- Episode no.: Season 6 Episode 1
- Directed by: Michael Patrick King
- Written by: Michael Patrick King
- Production code: 601
- Original air date: June 22, 2003

Guest appearances
- David Eigenberg as Steve Brady; Ron Livingston as Jack Berger; Evan Handler as Harry Goldenblatt; John Corbett as Aidan Shaw; Victor Webster as Chip Kil-Kinney; Wallace Langham as Willie;

Episode chronology
| ← Previous "I Love a Charade" | Next → "Great Sexpectations" |
- Sex and the City (season 6)

= To Market, to Market (Sex and the City) =

"To Market, to Market" is the first episode of the sixth and final season of the American romantic sit-com Sex and the City, and the 75th episode overall.

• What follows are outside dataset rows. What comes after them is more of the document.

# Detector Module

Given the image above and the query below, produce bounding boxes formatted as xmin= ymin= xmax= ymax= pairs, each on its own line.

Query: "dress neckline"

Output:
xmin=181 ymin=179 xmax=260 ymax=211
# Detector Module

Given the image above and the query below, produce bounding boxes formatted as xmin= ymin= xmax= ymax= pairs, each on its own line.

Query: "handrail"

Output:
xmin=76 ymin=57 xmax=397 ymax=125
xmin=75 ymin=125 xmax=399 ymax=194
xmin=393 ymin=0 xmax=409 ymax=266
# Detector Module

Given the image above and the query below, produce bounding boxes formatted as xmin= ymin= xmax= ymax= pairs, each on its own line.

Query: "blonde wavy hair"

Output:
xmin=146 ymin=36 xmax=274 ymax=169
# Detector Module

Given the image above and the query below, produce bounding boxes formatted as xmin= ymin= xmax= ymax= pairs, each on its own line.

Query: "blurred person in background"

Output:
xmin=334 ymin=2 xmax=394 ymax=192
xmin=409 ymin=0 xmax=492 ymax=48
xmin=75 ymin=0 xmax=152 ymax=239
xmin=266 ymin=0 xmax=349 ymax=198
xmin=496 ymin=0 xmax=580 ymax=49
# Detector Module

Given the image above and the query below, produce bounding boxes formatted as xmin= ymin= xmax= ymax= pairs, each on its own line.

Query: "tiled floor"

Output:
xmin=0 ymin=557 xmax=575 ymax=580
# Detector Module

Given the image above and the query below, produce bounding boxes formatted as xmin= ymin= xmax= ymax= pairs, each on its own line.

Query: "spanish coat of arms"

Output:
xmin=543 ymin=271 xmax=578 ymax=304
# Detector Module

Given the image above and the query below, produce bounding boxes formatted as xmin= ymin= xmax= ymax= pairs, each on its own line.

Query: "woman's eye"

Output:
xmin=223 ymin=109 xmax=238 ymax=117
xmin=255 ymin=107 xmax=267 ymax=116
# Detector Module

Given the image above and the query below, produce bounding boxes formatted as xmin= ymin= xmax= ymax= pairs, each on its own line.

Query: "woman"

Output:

Carrie draws a comparison between the stock market and relationships ("Why do we keep investing?") inspired by her trip to ring the opening bell for the New York Stock Exchange after her newspaper, The New York Star, goes public.

==Plot==
Carrie anxiously contemplates her first date with Jack Berger, while Charlotte considers the consequences of falling for her Jewish divorce lawyer, who insists he can only marry a fellow Jew; Miranda recognizes that she belongs with Steve, but resists her urge just long enough to discover he has moved on; and Samantha tries to get over Richard by resuming her promiscuous ways, this time with a stockbroker who has moved into her building.

==Reception==
Reviewer Tom Shales of the Washington Post praised the episode highly for highlighting the show's metamorphosis over six seasons "from a simple comedy into something more engagingly complex — a drama-comedy, a dramedy, a commedrome, a dromedary, or whatever term might have to be invented to describe it. What counts is that a faithful viewer's emotional investment in the characters grows with each new season." The New York Sun's critic, on the other hand, expressed surprise at how unengaging the episode proved to be, predicting "After episode one, 'To Market, to Market,' only the rabid diehards will fail to share my sense of sadness at the direction Sex and the City seems to be taking in its final year." The reviewer expressed particular disappointment with Carrie's continuing failure to commit, noting that actress Sarah Jessica Parker had vehemently opposed her character's breakup with fiancé Aidan, and also what he viewed as misuse of Kim Cattrall's "great and underrated talent" by removing Samantha's first true love story and driving "this wondrous character [to] return to her shallowest roots." Entertainment Weekly rated the episode B+ — together with episode two — summing up, "Though they don't rank among the series' best, the first pair of episodes rather slyly and elegantly acknowledge that it's time for the show — and its fans — to move on."